I want to thank Senator Collins for her tremendous leadership on this important issue. I also want to thank Senator Coleman for his leadership and work as Chairman of the Permanent Subcommittee on Investigations. Senator Coleman has helped expose our vulnerabilities and has worked to develop solutions. I also want to thank Senator Lieberman for his leadership and support, and I want to commend our other cosponsors – Senators Feinstein, Snowe, DeWine, Salazar, Santorum, Graham, Cantwell, Durbin, and Byrd.

We're also seeing tremendous progress on the House side with the SAFE Port Act, and I want to thank Representatives Dan Lungren and Jane Harman for their leadership. Finally, I’d like to thank the numerous federal, state and local officials, as well as industry representatives, for their tremendous assistance in crafting this legislation. They truly are at the front lines of securing our nation’s ports, and I've been proud to work with them all.

Today We Have a Choice

Today, we have a choice in how we deal with the cargo security challenges facing us.

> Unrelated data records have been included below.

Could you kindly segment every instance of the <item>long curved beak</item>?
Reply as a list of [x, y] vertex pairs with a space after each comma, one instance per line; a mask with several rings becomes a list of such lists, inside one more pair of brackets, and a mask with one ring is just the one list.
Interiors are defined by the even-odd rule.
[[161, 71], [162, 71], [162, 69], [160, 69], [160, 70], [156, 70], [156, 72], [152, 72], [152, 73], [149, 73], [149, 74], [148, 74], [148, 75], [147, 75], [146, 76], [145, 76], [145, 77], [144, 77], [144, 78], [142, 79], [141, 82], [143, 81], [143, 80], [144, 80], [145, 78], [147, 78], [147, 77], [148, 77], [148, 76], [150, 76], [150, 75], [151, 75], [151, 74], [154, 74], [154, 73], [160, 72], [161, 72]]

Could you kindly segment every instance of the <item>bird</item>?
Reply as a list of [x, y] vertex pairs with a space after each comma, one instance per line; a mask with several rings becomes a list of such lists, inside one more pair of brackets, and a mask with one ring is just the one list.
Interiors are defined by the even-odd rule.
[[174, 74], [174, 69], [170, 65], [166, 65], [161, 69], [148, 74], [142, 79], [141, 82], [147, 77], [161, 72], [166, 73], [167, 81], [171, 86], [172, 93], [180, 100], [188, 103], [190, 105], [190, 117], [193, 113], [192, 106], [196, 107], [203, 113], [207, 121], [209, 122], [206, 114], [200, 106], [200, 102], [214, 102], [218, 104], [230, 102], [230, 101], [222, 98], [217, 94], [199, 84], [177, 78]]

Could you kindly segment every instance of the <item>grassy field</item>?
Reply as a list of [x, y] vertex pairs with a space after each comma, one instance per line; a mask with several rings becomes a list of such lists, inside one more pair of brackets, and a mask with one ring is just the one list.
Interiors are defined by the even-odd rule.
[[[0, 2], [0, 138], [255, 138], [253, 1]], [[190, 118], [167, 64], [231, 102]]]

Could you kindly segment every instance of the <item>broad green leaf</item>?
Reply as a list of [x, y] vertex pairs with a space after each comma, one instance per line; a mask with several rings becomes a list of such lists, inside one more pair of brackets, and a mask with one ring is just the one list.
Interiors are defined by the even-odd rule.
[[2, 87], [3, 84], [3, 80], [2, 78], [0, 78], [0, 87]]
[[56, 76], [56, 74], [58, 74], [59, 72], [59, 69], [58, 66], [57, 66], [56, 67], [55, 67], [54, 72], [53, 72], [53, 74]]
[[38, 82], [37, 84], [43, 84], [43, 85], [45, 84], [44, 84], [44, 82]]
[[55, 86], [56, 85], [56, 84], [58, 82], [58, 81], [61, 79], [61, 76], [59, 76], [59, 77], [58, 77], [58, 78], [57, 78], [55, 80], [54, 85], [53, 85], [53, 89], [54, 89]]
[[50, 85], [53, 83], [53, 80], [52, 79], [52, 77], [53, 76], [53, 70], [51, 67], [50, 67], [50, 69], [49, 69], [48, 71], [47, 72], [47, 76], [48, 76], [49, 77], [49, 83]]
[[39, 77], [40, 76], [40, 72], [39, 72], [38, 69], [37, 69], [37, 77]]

But if we wait for a disaster, our choices will be starker. Let's make the changes now on our terms before there's a deadly incident. Let's protect America before an image like this is on our TV screens. Let's not wait until a terrorist incident strikes again to protect our people and our economy.

Earlier this year, the American people woke up and spoke out when they heard that a foreign, government-owned company could be running our ports. That sparked a critical debate.

Now we need to set up a security regime that will actually make us safer. Until we do so, none of us should sleep well at night. A terrible image like this one – a burning container ship, with a dirty bomb, in one of America's harbors -- could be on our TV screens tomorrow, so this Congress must act today.

We've heard the Majority Leader say that we need to address port security. But words won't protect us from terrorists. Words won't help us find a bomb that's hidden in a cargo container. Words won't help us tell which containers could be holding a group of terrorists trying to sneak into our country. We need more than words. We need to pass the GreenLane Maritime Cargo Security Act, and we only have a few days to get this right. Let's bring up and pass the GreenLane Act before it's too late.